К этим мыслям Шопен пришел уже давно. С годами они укрепились. Теперь у него была своя стойкая философия искусства. Никому, кроме Делакруа, он не открыл ее. Он молчал, когда другие спорили, но как только он высказывал свою мысль, даже его противники не могли устоять перед логикой его объяснений. – У него есть свое внутреннее горнило, – сказал о нем однажды Феликс Мендельсон, – и, боже мой, какая там идет работа! Как он там переплавляет все, что даровала ему жизнь! И какие сокровища извлекает он оттуда!
Но, не распространяясь о своих эстетических убеждениях, Шопен на многих примерах открывал их своим ученикам, У его ученицы Марии Мухановой была заветная тетрадь нот, вся испещренная знаками препинания. Не говоря уже о точках и запятых, там попадались вопросительные и восклицательные знаки. Так он требовал логики, сравнивал музыку с человеческой речью.
– Искусство – это открытия, цепь открытий, и малых п больших, – говорил он ученикам, – и если вам ничего не удалось открыть в стоящей перед вами нотном странице, значит вы еще не пришли к искусству! Но умейте также различать найденное: бывают находки, от которых следует отречься.
Действительно ли первая часть сонаты была «душераздирающей»? Он много раз проверял себя, мучительно раздваиваясь. Быть собой и не быть собой– он знал это состояние! Но тот, другой, его внутренний критик, который говорил: «Это слишком, это надо убран. —, оказался, по существу, слабонервным нытиком, за тыкающим уши от резкого аккорда. Мало ли кто не в силах выносить яркий свет и предпочитает прожить жизнь при спущенных занавесках! Аврора сама ополчилась против подобных людей, но в музыке ее вкусы оказались довольно умеренными.

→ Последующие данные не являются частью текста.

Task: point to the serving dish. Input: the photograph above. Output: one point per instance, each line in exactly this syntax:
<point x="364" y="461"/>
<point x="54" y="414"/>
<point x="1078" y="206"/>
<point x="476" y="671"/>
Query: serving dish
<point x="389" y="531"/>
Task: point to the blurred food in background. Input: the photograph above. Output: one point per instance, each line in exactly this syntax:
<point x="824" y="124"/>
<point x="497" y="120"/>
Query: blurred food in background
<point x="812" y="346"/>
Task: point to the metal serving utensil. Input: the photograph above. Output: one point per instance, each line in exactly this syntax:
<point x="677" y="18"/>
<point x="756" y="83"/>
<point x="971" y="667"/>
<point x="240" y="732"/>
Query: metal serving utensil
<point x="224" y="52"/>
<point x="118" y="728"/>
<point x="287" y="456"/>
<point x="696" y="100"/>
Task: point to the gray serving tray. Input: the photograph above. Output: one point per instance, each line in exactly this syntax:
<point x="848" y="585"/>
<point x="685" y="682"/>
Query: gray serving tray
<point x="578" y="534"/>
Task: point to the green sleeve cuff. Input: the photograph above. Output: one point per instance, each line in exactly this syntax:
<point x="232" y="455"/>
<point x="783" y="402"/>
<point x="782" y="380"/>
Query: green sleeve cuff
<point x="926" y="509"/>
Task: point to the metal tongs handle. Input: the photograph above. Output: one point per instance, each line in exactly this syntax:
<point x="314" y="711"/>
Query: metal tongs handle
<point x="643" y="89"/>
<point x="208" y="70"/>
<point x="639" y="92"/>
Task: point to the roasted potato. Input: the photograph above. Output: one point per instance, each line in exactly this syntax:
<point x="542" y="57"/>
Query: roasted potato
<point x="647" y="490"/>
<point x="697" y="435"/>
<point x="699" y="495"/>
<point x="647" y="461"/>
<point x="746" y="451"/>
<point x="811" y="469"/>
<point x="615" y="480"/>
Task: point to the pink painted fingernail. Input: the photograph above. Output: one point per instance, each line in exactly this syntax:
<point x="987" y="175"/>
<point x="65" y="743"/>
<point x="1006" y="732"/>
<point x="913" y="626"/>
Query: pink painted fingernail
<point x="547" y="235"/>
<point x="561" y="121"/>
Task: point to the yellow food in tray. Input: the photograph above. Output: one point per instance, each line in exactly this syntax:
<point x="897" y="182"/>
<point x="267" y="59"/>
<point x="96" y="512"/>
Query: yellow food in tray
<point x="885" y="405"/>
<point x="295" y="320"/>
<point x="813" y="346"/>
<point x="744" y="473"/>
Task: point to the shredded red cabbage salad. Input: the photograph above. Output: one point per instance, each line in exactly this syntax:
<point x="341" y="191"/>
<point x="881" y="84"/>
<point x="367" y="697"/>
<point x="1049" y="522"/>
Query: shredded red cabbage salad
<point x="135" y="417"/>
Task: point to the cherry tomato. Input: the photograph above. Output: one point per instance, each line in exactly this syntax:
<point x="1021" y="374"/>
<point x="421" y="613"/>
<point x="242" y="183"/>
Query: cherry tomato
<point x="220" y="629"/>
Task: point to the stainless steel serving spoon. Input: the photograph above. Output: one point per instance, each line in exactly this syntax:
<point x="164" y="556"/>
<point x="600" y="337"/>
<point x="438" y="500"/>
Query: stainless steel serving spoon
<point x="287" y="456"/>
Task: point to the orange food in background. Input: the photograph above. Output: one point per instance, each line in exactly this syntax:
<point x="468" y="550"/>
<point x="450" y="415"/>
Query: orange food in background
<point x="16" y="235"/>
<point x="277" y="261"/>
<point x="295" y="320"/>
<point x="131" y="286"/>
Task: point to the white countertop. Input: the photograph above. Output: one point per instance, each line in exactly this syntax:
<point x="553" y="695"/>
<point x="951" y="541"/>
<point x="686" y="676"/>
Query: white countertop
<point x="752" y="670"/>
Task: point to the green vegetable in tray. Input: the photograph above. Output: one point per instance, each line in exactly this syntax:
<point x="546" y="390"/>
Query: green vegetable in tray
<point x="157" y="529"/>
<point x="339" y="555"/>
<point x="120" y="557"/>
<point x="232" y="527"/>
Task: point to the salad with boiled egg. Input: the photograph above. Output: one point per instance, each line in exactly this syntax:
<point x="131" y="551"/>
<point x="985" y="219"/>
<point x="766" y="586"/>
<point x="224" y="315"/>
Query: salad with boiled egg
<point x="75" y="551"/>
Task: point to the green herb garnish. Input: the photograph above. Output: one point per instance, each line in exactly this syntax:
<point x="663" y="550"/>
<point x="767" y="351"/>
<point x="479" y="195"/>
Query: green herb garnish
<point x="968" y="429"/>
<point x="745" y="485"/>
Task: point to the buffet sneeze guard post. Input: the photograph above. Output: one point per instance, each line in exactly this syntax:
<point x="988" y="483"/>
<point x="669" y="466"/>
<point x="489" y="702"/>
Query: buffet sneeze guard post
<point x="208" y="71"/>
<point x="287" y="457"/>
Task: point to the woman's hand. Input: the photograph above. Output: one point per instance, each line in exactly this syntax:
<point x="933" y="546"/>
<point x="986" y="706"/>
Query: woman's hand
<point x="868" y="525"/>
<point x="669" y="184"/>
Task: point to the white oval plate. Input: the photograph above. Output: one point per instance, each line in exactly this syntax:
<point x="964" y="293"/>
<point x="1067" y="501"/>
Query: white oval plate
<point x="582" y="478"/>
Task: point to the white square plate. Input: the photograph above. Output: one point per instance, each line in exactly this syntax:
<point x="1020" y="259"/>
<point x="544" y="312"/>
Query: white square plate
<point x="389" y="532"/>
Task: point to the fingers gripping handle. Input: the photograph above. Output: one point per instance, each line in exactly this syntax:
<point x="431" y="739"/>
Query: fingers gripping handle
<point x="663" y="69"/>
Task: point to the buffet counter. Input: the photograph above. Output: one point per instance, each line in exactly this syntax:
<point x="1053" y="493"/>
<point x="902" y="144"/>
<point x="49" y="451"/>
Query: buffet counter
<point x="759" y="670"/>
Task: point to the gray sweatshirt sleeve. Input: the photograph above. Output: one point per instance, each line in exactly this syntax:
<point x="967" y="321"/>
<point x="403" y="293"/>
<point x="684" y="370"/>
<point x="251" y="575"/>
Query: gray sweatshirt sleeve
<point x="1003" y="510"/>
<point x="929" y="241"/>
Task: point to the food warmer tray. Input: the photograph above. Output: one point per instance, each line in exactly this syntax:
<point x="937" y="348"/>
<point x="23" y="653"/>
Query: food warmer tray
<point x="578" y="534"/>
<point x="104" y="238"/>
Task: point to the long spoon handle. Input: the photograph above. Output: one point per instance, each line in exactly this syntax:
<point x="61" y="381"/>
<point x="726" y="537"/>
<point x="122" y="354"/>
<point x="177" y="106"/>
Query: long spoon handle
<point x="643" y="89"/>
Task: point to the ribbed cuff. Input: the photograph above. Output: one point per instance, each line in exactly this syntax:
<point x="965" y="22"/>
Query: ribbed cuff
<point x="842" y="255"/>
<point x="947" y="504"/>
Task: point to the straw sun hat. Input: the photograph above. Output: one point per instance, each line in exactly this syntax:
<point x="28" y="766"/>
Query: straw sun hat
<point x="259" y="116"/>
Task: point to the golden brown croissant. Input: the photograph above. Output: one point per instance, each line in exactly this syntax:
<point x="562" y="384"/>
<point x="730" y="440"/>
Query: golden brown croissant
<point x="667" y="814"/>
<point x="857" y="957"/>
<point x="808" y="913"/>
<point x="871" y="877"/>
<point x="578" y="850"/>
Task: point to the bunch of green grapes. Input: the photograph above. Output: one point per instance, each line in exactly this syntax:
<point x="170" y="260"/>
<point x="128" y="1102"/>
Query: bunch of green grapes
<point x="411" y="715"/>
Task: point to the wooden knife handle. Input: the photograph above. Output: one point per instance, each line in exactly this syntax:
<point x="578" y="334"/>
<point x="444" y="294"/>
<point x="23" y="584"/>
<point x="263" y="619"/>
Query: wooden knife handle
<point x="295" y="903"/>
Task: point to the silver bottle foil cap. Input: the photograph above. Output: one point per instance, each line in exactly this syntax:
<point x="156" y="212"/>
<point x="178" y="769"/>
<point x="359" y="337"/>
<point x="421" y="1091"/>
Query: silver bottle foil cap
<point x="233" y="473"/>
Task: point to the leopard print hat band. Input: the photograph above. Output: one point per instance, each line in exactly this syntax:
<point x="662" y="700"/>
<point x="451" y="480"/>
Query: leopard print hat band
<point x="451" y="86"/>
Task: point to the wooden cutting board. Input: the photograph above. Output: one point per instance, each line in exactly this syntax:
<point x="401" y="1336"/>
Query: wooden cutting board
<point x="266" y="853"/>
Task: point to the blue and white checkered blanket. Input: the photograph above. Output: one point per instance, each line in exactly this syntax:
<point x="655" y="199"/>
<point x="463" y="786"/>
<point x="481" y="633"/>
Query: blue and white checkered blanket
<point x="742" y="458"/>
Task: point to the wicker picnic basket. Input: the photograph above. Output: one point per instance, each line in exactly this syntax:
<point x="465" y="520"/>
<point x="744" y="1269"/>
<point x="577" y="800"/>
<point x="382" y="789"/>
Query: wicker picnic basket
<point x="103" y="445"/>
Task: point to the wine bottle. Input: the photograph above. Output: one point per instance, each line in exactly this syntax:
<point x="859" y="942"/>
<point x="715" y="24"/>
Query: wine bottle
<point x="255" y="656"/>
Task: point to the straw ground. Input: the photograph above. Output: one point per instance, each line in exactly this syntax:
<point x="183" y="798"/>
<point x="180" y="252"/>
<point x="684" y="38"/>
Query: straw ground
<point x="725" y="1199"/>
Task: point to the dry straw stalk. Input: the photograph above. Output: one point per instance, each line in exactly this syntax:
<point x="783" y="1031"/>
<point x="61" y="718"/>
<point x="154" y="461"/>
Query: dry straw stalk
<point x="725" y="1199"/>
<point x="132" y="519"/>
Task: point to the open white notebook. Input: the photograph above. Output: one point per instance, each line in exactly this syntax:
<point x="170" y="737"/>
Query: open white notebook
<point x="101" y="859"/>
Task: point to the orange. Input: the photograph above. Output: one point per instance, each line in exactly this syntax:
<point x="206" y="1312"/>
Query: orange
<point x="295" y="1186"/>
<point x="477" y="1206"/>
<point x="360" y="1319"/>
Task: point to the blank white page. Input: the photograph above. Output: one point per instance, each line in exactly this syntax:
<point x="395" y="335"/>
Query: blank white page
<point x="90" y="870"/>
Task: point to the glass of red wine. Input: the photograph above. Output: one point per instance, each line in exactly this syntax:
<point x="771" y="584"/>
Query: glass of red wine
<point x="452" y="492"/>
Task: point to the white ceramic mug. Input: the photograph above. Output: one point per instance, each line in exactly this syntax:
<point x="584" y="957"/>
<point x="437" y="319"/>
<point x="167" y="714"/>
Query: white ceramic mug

Стало быть, первую часть незачем было переделывать! Другое дело – похоронный марш. Тут у Шопена были сомнения, причинявшие ему немало горя.
Как только ясность мышления изменяет композитору, ему также изменяет и мелодика – в это Шопен верил. Но он знал и другую опасность – когда вместо красоты появляется красивость. Если крик, судорога, боль явственно искажают мелодию, то красивость уродует. Он вспоминал Совиньского, Орловского, Новаковского, [27] – они сочиняли красивые мелодии, которые нравились некоторое время, потом их скоро забывали.
Шопен знал цену этой гладкости, этим мнимо безыскусственным напевам! У них был могущественный союзник – дешевый успех – и другой, не менее сильный: раннее утомление. Еще молодой, неискушенный художник начинает чувствовать усталость и отворачивается от истинной красоты, потому что она требовательна.
А красивость непритязательна. И к тому же она принимает любой облик, создает подделки, порой грубые, а иногда и очень искусные, вводящие в обман: чувствительность вместо чувства, глубокомыслие вместо мысли, многозначительность вместо подлинного значения.
27
Совиньский, Новаковский-польские музыканты, жившие в Париже, соотечественники Шопена, эмигранты.